Trump’s threats to derail climate change initiatives at the national level has cast a shadow over hopes to curb greenhouse gases in one of the world’s biggest emitters.

But leaders from cities from Vancouver in Canada to Surabaya in Indonesia are gearing up to take the lead as they take up their seats on a newly created board to spearhead climate change initiatives at the city level for 7,100 participating cities.

“We do our best with national governments regardless of their stripes,” Vancouver mayor Gregor Robertson told Reuters during a meeting of environmentally conscious mayors, which kicked off yesterday in Mexico City.

While he said the election of Trump has knocked the mayors’ confidence, countries like Canada have had “difficult” national governments in the past and have learned to work around them, including by turning to a “much more effective partner” – the private sector.

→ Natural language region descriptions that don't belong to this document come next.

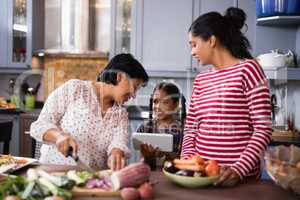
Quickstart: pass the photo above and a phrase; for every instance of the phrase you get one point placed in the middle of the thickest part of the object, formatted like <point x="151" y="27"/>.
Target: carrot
<point x="194" y="167"/>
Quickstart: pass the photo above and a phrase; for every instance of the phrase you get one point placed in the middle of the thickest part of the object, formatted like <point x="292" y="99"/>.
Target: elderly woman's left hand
<point x="116" y="160"/>
<point x="228" y="177"/>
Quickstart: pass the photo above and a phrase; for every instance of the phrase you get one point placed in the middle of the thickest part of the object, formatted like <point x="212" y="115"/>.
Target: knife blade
<point x="79" y="163"/>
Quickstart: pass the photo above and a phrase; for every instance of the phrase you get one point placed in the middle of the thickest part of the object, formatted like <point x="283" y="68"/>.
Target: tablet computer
<point x="161" y="140"/>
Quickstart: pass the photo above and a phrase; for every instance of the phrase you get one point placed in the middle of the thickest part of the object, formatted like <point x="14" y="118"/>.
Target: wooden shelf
<point x="283" y="73"/>
<point x="279" y="21"/>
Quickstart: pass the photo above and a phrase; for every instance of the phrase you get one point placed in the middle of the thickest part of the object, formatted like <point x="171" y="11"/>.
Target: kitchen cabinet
<point x="283" y="73"/>
<point x="15" y="139"/>
<point x="21" y="31"/>
<point x="159" y="37"/>
<point x="279" y="21"/>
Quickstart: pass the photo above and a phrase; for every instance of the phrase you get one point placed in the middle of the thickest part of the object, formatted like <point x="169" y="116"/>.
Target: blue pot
<point x="263" y="8"/>
<point x="293" y="7"/>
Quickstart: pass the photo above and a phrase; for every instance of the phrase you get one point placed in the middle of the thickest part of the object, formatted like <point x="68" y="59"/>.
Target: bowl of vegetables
<point x="193" y="172"/>
<point x="283" y="166"/>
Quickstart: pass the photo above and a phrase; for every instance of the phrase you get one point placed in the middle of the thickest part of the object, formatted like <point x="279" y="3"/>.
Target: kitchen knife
<point x="79" y="163"/>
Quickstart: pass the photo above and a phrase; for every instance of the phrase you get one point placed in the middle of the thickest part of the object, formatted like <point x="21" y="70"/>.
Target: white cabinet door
<point x="160" y="40"/>
<point x="210" y="6"/>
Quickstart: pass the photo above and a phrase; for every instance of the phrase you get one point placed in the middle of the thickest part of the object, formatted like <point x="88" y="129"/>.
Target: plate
<point x="15" y="163"/>
<point x="190" y="182"/>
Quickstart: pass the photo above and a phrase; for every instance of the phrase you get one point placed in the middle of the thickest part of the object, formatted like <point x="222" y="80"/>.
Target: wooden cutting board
<point x="96" y="192"/>
<point x="85" y="192"/>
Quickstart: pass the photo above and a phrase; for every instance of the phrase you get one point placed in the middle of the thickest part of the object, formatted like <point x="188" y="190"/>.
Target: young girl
<point x="167" y="113"/>
<point x="229" y="117"/>
<point x="89" y="117"/>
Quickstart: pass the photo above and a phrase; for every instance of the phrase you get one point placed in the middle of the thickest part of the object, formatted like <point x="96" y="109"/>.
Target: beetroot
<point x="130" y="193"/>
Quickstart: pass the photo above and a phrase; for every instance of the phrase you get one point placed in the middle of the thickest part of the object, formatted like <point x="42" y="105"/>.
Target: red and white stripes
<point x="229" y="118"/>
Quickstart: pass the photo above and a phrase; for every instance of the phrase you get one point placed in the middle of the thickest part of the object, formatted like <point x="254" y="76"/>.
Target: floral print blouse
<point x="74" y="108"/>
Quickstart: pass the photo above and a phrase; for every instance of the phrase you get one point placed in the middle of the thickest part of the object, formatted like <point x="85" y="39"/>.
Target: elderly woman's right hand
<point x="64" y="142"/>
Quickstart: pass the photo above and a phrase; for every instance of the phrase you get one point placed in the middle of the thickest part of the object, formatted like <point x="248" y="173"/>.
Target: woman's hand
<point x="116" y="160"/>
<point x="64" y="142"/>
<point x="148" y="151"/>
<point x="228" y="177"/>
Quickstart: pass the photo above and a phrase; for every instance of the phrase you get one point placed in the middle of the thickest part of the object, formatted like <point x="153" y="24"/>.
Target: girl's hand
<point x="116" y="160"/>
<point x="63" y="142"/>
<point x="228" y="177"/>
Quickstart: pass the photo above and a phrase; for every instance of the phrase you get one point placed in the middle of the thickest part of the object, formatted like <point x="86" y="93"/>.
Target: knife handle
<point x="70" y="153"/>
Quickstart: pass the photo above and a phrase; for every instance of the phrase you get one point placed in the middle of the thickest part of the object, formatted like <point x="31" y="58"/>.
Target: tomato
<point x="212" y="168"/>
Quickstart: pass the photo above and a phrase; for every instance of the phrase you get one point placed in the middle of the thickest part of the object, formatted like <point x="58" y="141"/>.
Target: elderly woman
<point x="89" y="118"/>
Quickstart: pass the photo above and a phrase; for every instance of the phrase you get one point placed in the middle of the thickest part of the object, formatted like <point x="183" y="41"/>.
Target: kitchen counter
<point x="166" y="190"/>
<point x="285" y="140"/>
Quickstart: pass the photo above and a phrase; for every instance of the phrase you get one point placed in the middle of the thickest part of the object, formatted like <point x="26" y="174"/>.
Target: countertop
<point x="166" y="190"/>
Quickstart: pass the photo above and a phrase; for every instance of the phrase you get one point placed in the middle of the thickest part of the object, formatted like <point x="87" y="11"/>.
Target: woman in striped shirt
<point x="229" y="116"/>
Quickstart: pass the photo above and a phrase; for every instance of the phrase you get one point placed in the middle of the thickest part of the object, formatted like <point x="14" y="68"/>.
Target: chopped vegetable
<point x="131" y="176"/>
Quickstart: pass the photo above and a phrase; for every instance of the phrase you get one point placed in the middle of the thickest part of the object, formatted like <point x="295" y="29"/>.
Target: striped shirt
<point x="229" y="117"/>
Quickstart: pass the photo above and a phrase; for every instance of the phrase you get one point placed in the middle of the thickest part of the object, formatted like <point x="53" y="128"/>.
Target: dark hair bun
<point x="236" y="17"/>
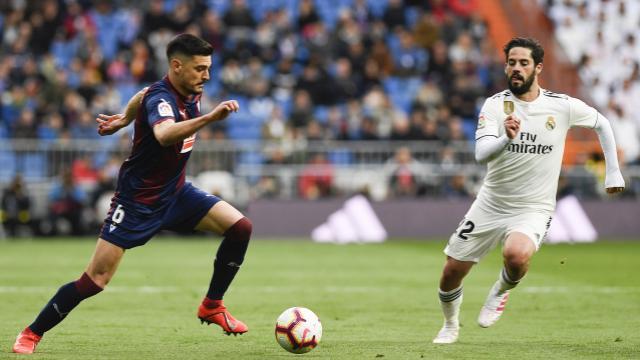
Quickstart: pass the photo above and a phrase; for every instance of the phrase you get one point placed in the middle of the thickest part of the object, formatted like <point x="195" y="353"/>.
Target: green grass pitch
<point x="375" y="301"/>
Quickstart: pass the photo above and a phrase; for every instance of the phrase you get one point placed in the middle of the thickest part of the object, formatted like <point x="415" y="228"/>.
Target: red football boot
<point x="26" y="342"/>
<point x="215" y="312"/>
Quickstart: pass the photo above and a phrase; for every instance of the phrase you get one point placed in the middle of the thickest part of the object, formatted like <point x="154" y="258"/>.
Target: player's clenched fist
<point x="512" y="126"/>
<point x="224" y="109"/>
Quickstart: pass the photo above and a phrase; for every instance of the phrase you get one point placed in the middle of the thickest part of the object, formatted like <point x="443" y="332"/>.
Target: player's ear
<point x="538" y="68"/>
<point x="175" y="64"/>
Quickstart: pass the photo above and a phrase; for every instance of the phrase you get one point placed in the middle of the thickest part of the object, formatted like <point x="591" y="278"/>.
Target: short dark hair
<point x="537" y="52"/>
<point x="190" y="45"/>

Robertson was one of nine mayors who will join the mayoral board of the Global Covenant of Mayors for Climate and Energy, chaired by United Nations secretary-general’s special envoy for cities and climate change and former New York mayor, Michael Bloomberg, and vice president of the European Commission Maroŝ Ŝefčovič.

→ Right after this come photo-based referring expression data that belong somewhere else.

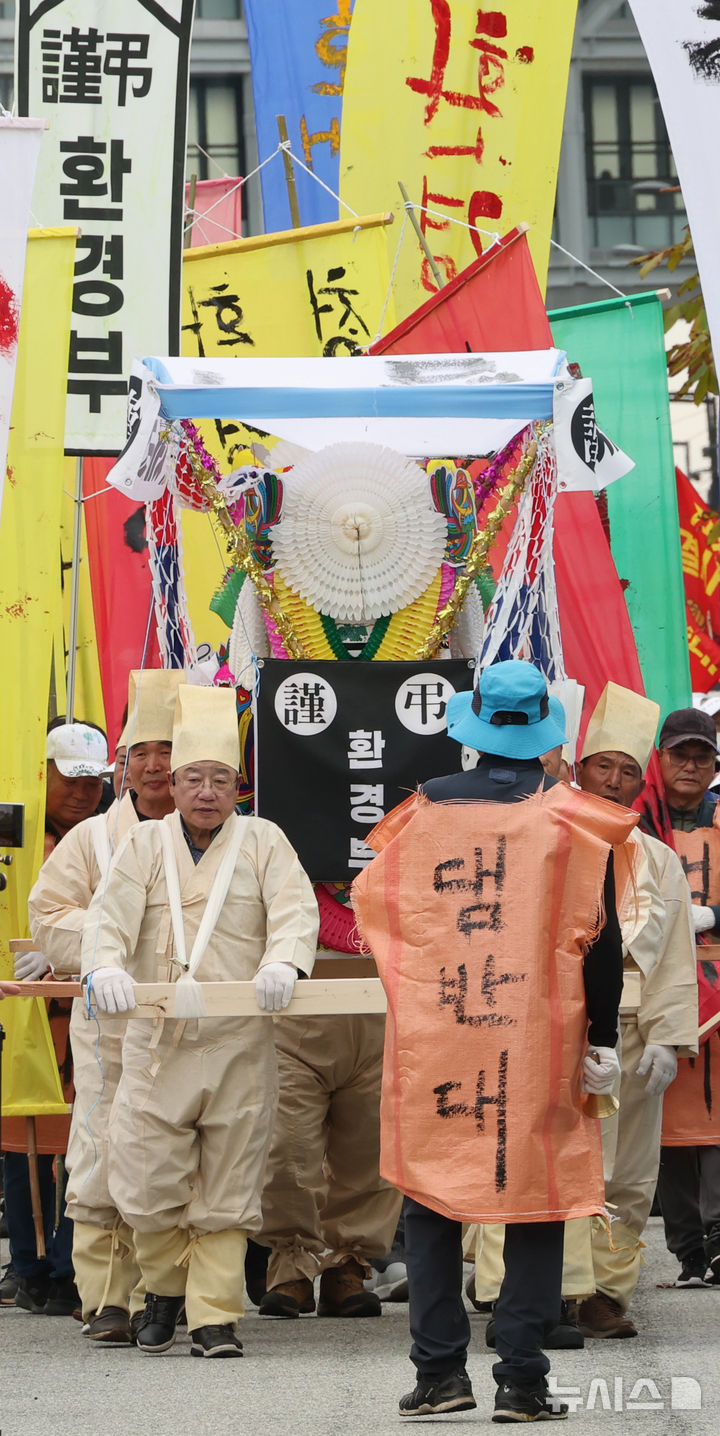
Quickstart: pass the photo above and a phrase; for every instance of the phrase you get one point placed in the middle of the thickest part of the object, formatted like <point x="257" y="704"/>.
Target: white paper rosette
<point x="358" y="536"/>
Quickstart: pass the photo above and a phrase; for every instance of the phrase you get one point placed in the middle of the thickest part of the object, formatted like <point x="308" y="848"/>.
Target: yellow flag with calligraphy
<point x="316" y="290"/>
<point x="29" y="603"/>
<point x="464" y="105"/>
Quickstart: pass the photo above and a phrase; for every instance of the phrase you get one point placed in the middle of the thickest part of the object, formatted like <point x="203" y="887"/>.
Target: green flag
<point x="620" y="345"/>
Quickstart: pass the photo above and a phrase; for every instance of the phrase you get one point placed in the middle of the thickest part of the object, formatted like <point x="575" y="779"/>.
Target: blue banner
<point x="298" y="56"/>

Former executive secretary of the UN Framework Convention on Climate Change (UNFCCC), Christina Figueres, will also serve as vice chair, while Patricia Espinosa, the UNFCCC’s current secretary, will join as an observer and advisor.

They will be joined by mayors from Atlanta, Cape Town, Paris, Seoul, Quito, Rajkot in India and Chefchaouen in Mexico.

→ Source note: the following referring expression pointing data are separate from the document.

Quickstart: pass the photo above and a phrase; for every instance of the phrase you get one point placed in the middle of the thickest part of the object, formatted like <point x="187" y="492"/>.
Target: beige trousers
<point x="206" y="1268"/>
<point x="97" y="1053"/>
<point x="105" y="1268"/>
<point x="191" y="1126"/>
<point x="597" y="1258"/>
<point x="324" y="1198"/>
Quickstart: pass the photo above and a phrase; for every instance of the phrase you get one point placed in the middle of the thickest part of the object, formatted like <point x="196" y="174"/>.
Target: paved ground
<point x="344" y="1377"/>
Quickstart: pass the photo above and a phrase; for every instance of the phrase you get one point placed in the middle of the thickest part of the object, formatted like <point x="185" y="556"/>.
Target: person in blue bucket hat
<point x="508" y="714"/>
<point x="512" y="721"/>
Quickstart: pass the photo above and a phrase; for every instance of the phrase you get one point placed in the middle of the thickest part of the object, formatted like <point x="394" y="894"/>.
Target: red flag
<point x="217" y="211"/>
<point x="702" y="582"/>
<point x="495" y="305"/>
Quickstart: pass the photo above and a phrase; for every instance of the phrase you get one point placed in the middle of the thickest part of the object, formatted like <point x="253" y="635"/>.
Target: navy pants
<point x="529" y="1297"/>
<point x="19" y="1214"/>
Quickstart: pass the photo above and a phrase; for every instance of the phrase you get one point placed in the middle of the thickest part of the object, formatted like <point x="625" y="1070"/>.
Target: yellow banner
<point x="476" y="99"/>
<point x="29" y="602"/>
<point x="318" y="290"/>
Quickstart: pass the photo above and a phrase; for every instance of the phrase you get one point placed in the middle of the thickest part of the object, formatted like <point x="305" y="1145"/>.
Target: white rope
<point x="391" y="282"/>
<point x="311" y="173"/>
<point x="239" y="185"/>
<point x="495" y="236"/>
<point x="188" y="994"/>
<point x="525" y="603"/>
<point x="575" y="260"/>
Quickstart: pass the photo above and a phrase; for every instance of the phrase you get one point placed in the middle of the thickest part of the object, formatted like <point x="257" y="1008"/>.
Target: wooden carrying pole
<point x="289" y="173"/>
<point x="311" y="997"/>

The board will work to guide and support a global coalition of cities driving stronger climate action and trying to demonstrate the force of their impact on a global stage.

The world’s cities already account for more than 70% of global energy-related greenhouse gas emissions – a figure that is set to rise still as populations across the developing world rapidly urbanise.

The C40 network of mayors, which is hosting the conference in Mexico, and the Compact of Mayors acknowledge the fact that cities are therefore the epicentre of climate change, but are also best placed to drive solutions.

Bloomberg, who chairs the group, noted that that the leadership of cities is therefore “more important than ever” in the fight against climate change.

“This group’s diverse experience from cities on every continent will help support local action and speed global progress,” he said.

Figueres, former head of the UNFCCC which monitors the commitments countries made under the landmark climate change deal signed by almost 200 nations in Paris last December, agreed implementing the agreement “couldn’t happen” without city leadership.

But the push from local leaders comes just as the next president of one of the world’s largest emitters gears up to potentially roll back US achievements on mitigating climate change.

Trump, who has previously said climate change is a hoax concocted by China, is keeping an “open mind” about whether to pull the US out of the deal, which would be a tremendous blow to global progress on fighting climate change.

But the mayors are defiant. Clover Moore, Sydney lord mayor, told Reuters: “Notwithstanding a Trump-type government, you can get on and do an incredible amount.

“Denial doesn’t stop climate change accelerating to it’s even more important for cities to do their bit.”